In Jinggangshan there are now more than 100 such agencies, bringing golden opportunities for people like Lai Puxiu who live hidden away in the remote Jinggang Mountains where tourists are hardly ever seen.
"In the past, we grew crops in a few fields and life was hard," Lai said. "But the agencies have brought so many visitors to our village that we started a catering business."
Jinggangshan's remote locale was a wartime advantage which later became a developmental stumbling block. In early 2014, the city had more than 17,000 people living under the poverty line, but as the training business booms, people are getting just a little bit richer.
Bashang Village where Lai lives received 3,000 visitors in 2012. This year it was more than 40,000. More than 13 million people visited Jinggangshan last year.
"WE ARE RED ARMY SOLDIERS"
Lai Puxiu get up early to buy ingredients from the nearest town, but also grows vegetables in her backyard.
"My husband and I usually prepare bamboo shoots, pumpkin, eggplant, fish and braised pork in soy sauce, Mao Zedong's favorite dish," Lai said.
While Lai prepares lunch, she has her visitors pound cooked glutinous rice into paste, a traditional way to make a local snack called "ciba." She charges each visitor 100 yuan for the privilege of making ciba and provides all the ingredients as well as the equipment for making it.
"Sometimes the visitors want to make lunch themselves, so we just let them," she said.
To add some razzmatazz to the visitor experience, Lai has decorated her house "Red style." Inside stands an old stove and a few rickety wooden tables. Outside, flutter a pair of duilian, hanging scrolls of inspirational couplets. In peak season, she can receive 40 visitors a day. This year, she has catered for about 900 visitors.

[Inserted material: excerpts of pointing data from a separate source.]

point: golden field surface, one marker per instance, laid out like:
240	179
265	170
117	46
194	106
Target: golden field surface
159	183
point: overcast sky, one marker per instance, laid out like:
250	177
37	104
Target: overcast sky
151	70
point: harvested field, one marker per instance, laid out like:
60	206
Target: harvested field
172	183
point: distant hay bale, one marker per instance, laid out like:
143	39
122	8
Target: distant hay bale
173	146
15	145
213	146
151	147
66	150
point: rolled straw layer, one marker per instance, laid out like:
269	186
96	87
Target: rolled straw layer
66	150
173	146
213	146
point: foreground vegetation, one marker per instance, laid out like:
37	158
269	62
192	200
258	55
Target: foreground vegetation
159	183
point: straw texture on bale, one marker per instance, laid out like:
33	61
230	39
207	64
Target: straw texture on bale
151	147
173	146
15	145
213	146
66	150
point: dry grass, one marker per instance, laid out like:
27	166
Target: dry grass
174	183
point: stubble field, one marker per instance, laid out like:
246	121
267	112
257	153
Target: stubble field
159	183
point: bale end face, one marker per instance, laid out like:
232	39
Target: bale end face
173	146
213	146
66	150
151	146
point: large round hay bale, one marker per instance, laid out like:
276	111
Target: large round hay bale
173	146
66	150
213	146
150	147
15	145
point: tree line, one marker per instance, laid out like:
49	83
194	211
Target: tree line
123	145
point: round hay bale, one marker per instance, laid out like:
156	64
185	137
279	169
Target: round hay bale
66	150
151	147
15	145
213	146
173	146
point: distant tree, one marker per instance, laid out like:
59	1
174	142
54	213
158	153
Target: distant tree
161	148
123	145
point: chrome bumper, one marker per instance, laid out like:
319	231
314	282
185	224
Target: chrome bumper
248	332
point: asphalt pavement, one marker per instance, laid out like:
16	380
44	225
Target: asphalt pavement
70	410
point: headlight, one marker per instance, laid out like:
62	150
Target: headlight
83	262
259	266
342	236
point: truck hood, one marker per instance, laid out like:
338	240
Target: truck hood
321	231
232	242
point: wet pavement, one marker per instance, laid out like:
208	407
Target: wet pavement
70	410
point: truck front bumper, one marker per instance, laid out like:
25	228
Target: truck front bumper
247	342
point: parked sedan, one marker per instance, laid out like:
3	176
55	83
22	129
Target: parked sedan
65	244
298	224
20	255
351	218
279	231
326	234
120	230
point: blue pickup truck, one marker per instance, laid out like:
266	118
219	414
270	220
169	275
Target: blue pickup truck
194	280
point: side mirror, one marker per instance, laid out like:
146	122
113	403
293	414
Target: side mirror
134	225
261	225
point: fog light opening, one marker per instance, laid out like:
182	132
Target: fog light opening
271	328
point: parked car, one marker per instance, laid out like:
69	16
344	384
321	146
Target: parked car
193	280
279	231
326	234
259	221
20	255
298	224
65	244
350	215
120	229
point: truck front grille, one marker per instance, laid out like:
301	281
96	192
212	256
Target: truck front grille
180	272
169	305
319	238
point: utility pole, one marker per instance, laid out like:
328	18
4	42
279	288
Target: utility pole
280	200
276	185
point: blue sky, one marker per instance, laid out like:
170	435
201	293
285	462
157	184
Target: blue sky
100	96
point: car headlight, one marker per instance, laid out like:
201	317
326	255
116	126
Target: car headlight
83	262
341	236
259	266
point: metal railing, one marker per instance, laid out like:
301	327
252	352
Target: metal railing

Other families in Bashang have seen their income increase by an average of 18,000 yuan this year.
"We feel like real soldiers going through what the Red Army went through as they fought for our freedom," said a visitor on a management training event in the village. "These are things you can't get to experience in big cities."
Bashang is home to more than 630 registered residents, but about 400 of them are off seeking their fortunes in the big cities. The village's reinvention of itself as a training center has brought more than 100 of them back.
Understand the hardworking, selflessness spirit of the Red Army brings not only a better attitude to life, but is dragging people out of poverty.
By the end of 2015, China had 55.75 million people living in poverty, equivalent to the entire population of a medium-sized country and this month the State Council released a poverty action plan for the next five years, with a focus on old revolutionary bases.
Many villagers in Jinggangshan intend to take their businesses to the next level.
"I'm planning to accommodate people in my house, but it will take some time because I need to decorate the place first," said local villager Li Zhonglin. "I'm sure business in the village will just get better and better."